Comparing measures of adult attachment: An examination of interview and self-report methods.

Phillip R. Shaver, Jay Belsky, and Kelly A. Brennan

Reference

Shaver, P. R., Belsky, J., & Brennan, K. A. (2000). Comparing measures of adult attachment: An examination of interview and self-report methods. Personal Relationships, 7, 25-43.

Contact Information

For a reprint, please contact Phillip R. Shaver, Ph.D., Department of Psychology, University of California, One Shields Avenue, Davis, CA 95616-8686. [e-mail]

Summary

This article examines the relations between the AAI, Bartholomew and Horowitz's self-report attachment measure, and the multi-item romantic attachment scales designed by Collins and Read (1990) in a data set collected by Belsky and colleagues. The research participants were 135 mothers of one-year-old infants who were tested in the Ainsworth Strange Situation. The quantitative coding scales from the AAI were all significantly related to self-report romantic attachment measures, even though the two typologies (from the AAI and from Bartholomew and Horowitz's measure) were not significantly related.

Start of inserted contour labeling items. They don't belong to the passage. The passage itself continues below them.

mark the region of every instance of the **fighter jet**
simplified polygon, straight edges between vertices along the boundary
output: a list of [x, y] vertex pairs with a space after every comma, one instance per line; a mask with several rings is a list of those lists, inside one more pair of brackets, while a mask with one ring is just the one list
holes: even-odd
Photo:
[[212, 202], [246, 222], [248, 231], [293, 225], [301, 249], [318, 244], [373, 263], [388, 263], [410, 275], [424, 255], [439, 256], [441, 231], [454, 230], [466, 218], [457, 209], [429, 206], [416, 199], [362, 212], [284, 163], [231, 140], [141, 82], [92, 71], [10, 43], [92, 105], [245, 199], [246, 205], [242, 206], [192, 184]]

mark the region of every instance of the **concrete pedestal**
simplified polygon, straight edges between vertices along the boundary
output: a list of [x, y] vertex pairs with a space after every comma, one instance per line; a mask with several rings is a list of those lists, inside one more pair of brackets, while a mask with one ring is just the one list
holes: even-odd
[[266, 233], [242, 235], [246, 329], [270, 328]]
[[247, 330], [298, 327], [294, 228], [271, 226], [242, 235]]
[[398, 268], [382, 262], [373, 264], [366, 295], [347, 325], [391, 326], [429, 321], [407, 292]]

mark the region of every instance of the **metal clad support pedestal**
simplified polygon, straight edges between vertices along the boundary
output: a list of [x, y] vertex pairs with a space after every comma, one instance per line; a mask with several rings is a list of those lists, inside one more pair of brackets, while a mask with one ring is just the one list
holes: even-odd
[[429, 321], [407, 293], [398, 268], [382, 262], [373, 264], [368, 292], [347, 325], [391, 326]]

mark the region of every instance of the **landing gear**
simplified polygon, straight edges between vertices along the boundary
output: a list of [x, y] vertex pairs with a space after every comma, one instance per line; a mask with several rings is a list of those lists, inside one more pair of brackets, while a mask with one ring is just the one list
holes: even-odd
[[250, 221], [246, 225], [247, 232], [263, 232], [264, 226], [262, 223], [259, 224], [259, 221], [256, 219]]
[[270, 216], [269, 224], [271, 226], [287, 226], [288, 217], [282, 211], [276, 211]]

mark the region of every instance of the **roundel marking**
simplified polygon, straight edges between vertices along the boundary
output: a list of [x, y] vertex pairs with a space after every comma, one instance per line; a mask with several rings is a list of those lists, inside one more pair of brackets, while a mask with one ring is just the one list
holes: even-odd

The authors conclude, as did Bartholomew and Shaver (1998) and Fraley and Waller (1998), that attachment measures are more precise when analyzed in terms of dimensions rather than types, and that different measures of attachment are related at the level of underlying dimensions, despite differences in focus (child-parent vs. romantic/marital attachments), content (discourse and defensiveness vs. experiences in romantic relationships), and method variance (interview coding, social desirability biases, etc.).